The introductory chapter, Chapter 1, provides a detailed description of the batch process
used at SILOX Belgium for zinc dithionite production and introduces mesofluidic
reactors. These reactors offer several advantages compared to conventional batch systems,
including enhanced heat transfer due to a high surface-to-volume ratio, more
precise control of reaction conditions (temperature, concentration), and the possibility
of continuous operation, which improves reproducibility. Industrial scale-up relies on
the parallelisation of reactors in order to maintain a high surface-to-volume ratio. Nevertheless,
several challenges remain, such as the handling of solids in flow (maintaining
homogeneous suspensions and preventing fouling) as well as the implementation of reliable
online monitoring.
The first stage of this work focuses on developing a fundamental understanding of
the reaction mechanisms involved. Chapter 2 is dedicated to this aspect. The quantification
methods used are also presented, including iodometric titration, ATR-FTIR
spectroscopy, and monitoring of hydrogen production in batch operation. This work
also led to a scientific publication in Chemical Engineering Journal[1], in which some
preliminary results were presented in dimensionless form for confidentiality reasons related
to industrial data.
Chapter 3 details the design and implementation of the continuous-flow experimental
setup, including reactor geometry, heat exchange, and instrumentation used to monitor
concentrations and temperatures under steady-state conditions. The experimental
results obtained enabled the development and validation of a numerical reactor model.
This model allowed the determination of reaction kinetics and was subsequently used in
Chapter 4 to numerically optimise the reactor configuration and operating parameters
with a view toward industrial application.

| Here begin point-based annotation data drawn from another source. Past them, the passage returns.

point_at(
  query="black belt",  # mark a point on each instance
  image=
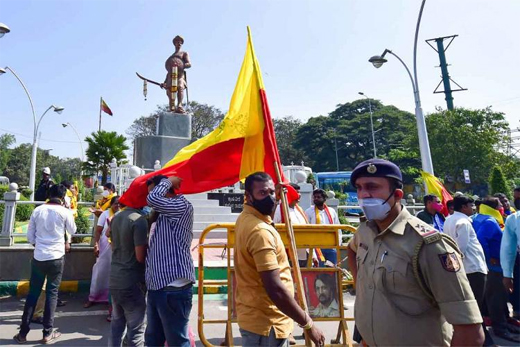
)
(177, 289)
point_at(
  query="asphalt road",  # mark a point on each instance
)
(88, 327)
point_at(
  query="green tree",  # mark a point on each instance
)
(286, 130)
(348, 129)
(103, 146)
(205, 118)
(497, 182)
(6, 141)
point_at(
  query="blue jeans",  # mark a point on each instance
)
(128, 311)
(252, 339)
(52, 270)
(168, 313)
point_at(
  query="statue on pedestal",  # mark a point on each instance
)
(175, 82)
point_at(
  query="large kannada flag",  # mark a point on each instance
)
(435, 187)
(243, 143)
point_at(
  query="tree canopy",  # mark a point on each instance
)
(103, 146)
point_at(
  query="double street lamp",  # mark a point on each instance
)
(424, 145)
(57, 109)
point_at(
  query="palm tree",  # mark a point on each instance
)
(103, 146)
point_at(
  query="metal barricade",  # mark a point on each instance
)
(307, 237)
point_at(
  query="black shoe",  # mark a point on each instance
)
(37, 320)
(508, 336)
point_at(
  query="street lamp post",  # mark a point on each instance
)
(80, 145)
(57, 109)
(424, 145)
(371, 123)
(4, 29)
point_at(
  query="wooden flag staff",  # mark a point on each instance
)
(300, 293)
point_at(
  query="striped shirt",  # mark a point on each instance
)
(169, 256)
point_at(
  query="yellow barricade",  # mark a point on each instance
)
(307, 236)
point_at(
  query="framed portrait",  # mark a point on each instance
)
(321, 291)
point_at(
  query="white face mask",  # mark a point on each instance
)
(374, 208)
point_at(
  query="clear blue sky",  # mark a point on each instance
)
(313, 55)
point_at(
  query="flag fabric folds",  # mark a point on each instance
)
(105, 108)
(435, 187)
(243, 143)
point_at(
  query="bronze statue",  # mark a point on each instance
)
(175, 82)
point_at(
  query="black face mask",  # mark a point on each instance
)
(265, 206)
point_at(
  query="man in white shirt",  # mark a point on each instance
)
(46, 232)
(320, 213)
(460, 228)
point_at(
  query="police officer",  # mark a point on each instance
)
(411, 285)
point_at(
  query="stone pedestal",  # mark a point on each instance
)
(173, 134)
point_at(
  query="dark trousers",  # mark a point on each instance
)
(477, 281)
(128, 312)
(514, 297)
(496, 299)
(168, 313)
(52, 270)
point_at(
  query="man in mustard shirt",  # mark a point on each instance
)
(265, 301)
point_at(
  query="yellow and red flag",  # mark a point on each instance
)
(435, 187)
(105, 108)
(243, 143)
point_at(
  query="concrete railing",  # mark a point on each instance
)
(10, 202)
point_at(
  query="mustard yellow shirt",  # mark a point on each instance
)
(258, 248)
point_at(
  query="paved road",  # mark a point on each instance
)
(88, 327)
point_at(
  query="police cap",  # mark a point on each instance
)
(376, 168)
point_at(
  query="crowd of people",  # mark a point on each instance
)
(428, 279)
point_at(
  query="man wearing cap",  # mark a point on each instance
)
(411, 285)
(42, 193)
(180, 59)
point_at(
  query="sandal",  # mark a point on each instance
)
(19, 338)
(53, 336)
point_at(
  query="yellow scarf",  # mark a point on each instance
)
(490, 211)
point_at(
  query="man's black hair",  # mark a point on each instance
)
(429, 197)
(320, 191)
(491, 201)
(155, 180)
(67, 184)
(110, 186)
(256, 177)
(295, 186)
(114, 200)
(460, 201)
(57, 191)
(328, 280)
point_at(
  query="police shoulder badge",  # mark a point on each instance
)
(450, 262)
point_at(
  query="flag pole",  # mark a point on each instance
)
(100, 108)
(300, 293)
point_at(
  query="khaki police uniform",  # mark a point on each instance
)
(392, 307)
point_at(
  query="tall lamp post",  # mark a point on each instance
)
(57, 109)
(424, 145)
(80, 145)
(4, 29)
(371, 123)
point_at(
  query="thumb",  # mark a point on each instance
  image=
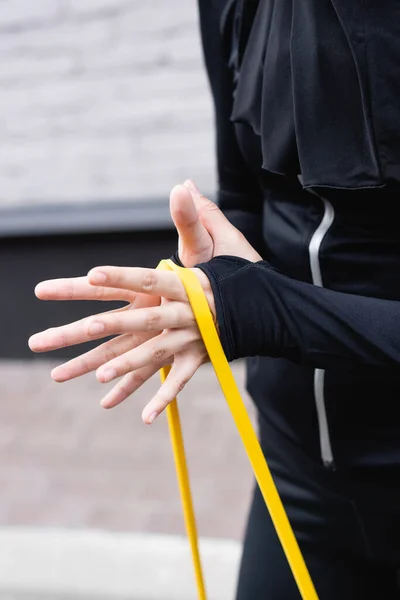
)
(208, 212)
(195, 243)
(227, 239)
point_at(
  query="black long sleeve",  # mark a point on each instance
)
(239, 196)
(262, 312)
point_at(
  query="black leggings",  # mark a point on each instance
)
(347, 526)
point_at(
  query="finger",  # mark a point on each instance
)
(194, 239)
(169, 315)
(92, 360)
(181, 372)
(153, 352)
(146, 281)
(67, 335)
(79, 288)
(128, 385)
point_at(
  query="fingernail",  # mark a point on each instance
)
(152, 418)
(95, 328)
(108, 375)
(98, 277)
(191, 186)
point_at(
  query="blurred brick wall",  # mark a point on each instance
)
(101, 99)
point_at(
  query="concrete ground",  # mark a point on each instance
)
(67, 464)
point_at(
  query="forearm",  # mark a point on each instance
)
(262, 312)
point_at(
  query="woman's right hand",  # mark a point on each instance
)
(204, 232)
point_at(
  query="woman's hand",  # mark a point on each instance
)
(154, 336)
(195, 246)
(204, 232)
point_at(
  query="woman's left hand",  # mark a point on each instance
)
(178, 341)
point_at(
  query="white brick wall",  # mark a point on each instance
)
(101, 99)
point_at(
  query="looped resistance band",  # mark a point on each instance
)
(250, 442)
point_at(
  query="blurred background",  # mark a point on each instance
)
(104, 106)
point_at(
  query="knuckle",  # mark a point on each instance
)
(109, 354)
(63, 340)
(208, 205)
(137, 380)
(157, 354)
(151, 321)
(98, 292)
(181, 383)
(149, 281)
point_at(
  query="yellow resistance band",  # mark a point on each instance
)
(250, 442)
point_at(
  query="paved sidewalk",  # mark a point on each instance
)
(52, 564)
(66, 462)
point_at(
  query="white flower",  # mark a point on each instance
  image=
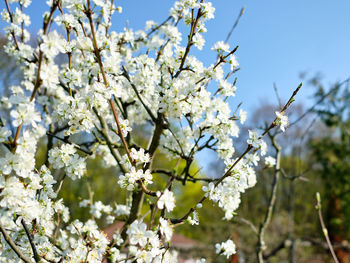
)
(138, 233)
(165, 229)
(227, 248)
(242, 116)
(282, 120)
(166, 200)
(270, 161)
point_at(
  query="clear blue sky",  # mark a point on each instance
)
(277, 40)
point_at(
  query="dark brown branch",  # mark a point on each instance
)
(30, 238)
(261, 246)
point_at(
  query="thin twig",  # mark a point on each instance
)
(13, 245)
(30, 238)
(324, 228)
(235, 24)
(261, 246)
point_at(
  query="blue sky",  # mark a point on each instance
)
(277, 40)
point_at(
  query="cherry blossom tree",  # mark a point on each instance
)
(109, 83)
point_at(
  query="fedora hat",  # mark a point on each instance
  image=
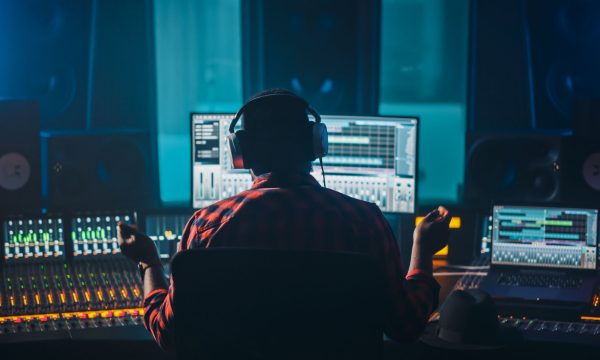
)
(469, 321)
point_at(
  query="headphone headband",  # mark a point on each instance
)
(308, 108)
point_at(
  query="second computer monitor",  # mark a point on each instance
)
(370, 158)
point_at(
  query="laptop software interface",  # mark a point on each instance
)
(562, 238)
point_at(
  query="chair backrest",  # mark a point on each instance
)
(272, 304)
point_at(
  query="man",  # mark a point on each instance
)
(287, 208)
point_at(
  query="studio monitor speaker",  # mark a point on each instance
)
(513, 167)
(19, 156)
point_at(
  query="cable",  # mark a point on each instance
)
(463, 267)
(460, 273)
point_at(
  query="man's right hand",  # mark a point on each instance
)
(135, 245)
(432, 234)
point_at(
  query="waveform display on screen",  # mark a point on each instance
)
(370, 158)
(33, 238)
(551, 237)
(371, 143)
(96, 234)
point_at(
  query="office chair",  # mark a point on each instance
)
(274, 304)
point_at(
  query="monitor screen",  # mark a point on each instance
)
(166, 231)
(96, 234)
(545, 237)
(35, 238)
(486, 235)
(370, 158)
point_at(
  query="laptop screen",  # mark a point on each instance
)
(548, 237)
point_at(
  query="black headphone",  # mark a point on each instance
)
(240, 140)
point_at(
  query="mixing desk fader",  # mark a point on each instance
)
(63, 276)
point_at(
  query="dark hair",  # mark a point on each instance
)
(279, 127)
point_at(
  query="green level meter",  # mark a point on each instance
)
(31, 238)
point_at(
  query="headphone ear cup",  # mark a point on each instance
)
(320, 141)
(235, 149)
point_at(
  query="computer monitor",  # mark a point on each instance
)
(550, 237)
(370, 158)
(485, 235)
(96, 234)
(33, 238)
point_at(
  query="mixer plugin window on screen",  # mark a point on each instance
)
(370, 158)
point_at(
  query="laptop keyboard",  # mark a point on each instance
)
(539, 280)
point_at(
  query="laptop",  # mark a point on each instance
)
(543, 254)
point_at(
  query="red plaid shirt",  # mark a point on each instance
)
(295, 212)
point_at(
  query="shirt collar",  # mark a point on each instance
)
(282, 180)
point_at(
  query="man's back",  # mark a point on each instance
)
(291, 212)
(287, 209)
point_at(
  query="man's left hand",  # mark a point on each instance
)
(136, 245)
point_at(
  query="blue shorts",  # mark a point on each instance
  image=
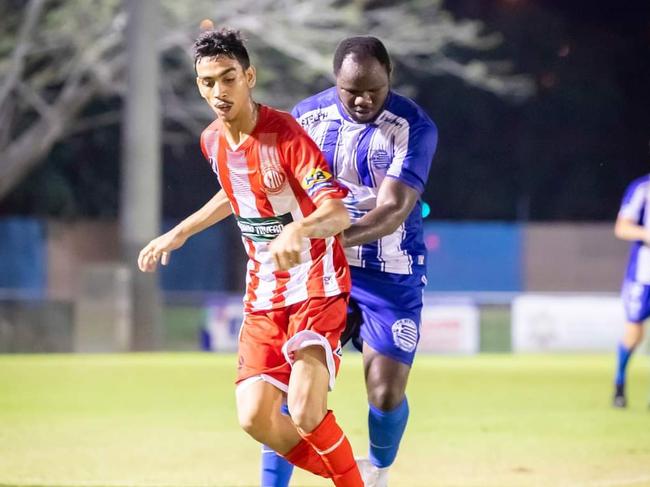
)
(390, 306)
(636, 301)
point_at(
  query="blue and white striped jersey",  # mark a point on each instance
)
(399, 143)
(635, 207)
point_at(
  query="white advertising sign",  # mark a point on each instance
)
(449, 328)
(543, 323)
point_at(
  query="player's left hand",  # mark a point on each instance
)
(287, 247)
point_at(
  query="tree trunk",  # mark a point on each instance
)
(141, 172)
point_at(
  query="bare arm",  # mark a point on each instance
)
(395, 201)
(627, 229)
(215, 210)
(329, 219)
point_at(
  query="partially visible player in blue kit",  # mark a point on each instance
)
(633, 225)
(380, 145)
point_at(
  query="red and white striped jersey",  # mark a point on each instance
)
(276, 176)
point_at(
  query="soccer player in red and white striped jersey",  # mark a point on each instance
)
(289, 209)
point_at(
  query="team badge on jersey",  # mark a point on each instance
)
(315, 177)
(405, 334)
(273, 179)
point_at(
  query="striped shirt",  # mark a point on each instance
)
(276, 176)
(635, 207)
(399, 143)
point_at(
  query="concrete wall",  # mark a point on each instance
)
(573, 257)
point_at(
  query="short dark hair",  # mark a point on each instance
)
(223, 42)
(363, 47)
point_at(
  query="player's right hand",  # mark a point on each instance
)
(159, 250)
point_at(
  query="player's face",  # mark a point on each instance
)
(362, 85)
(225, 85)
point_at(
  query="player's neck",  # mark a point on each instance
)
(238, 130)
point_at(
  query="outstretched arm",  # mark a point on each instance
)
(395, 201)
(160, 248)
(329, 219)
(627, 229)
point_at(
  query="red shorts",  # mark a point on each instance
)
(269, 338)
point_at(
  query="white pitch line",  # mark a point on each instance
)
(623, 482)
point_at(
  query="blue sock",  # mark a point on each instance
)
(385, 429)
(276, 471)
(624, 355)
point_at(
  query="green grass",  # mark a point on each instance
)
(169, 420)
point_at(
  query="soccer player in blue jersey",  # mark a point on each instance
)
(633, 225)
(380, 145)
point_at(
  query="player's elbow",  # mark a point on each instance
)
(340, 216)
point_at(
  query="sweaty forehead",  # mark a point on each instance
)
(215, 66)
(361, 71)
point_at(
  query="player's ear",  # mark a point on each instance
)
(251, 76)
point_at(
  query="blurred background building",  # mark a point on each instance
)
(541, 105)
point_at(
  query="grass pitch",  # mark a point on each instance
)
(168, 420)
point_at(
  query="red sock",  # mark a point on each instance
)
(332, 445)
(304, 456)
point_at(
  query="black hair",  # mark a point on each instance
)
(223, 42)
(363, 47)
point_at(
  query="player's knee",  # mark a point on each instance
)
(305, 416)
(386, 397)
(254, 422)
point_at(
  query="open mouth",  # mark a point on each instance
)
(223, 107)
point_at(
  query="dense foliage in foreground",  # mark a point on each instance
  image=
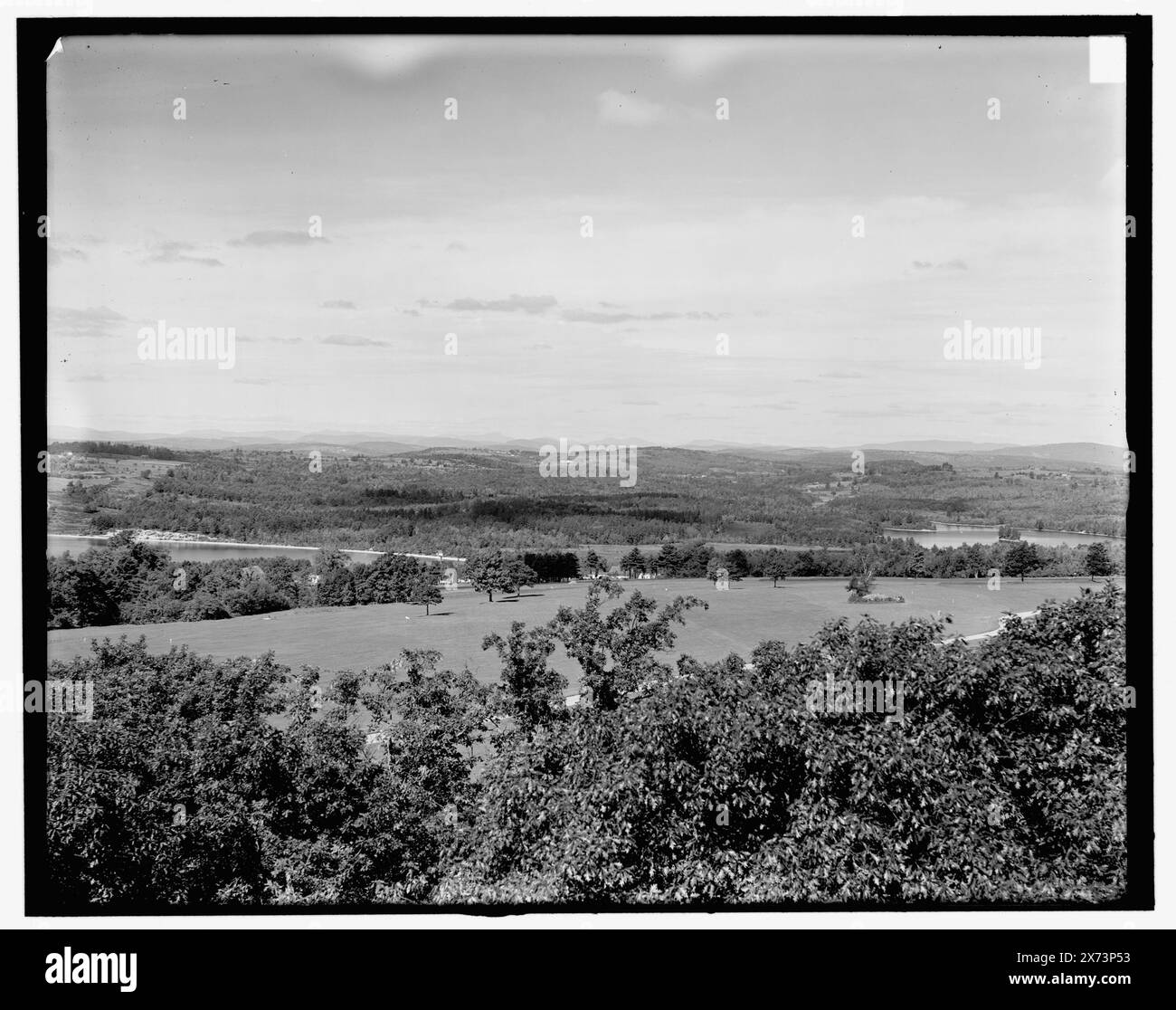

Chapter 5 explores improvements in reaction control for the industrial batch reactor
without major modifications to the existing installation. Based on the batch reactor
modelling, the investigated strategies include increasing the initial feed rate to reduce
reaction time, as well as adding acid during the reaction to improve selectivity and
conversion.
Finally, Chapter 6 presents the general conclusions and perspectives, including a synthesis
of the experimental and modelling results, proposals for future improvements,
and possible pathways toward industrial implementation.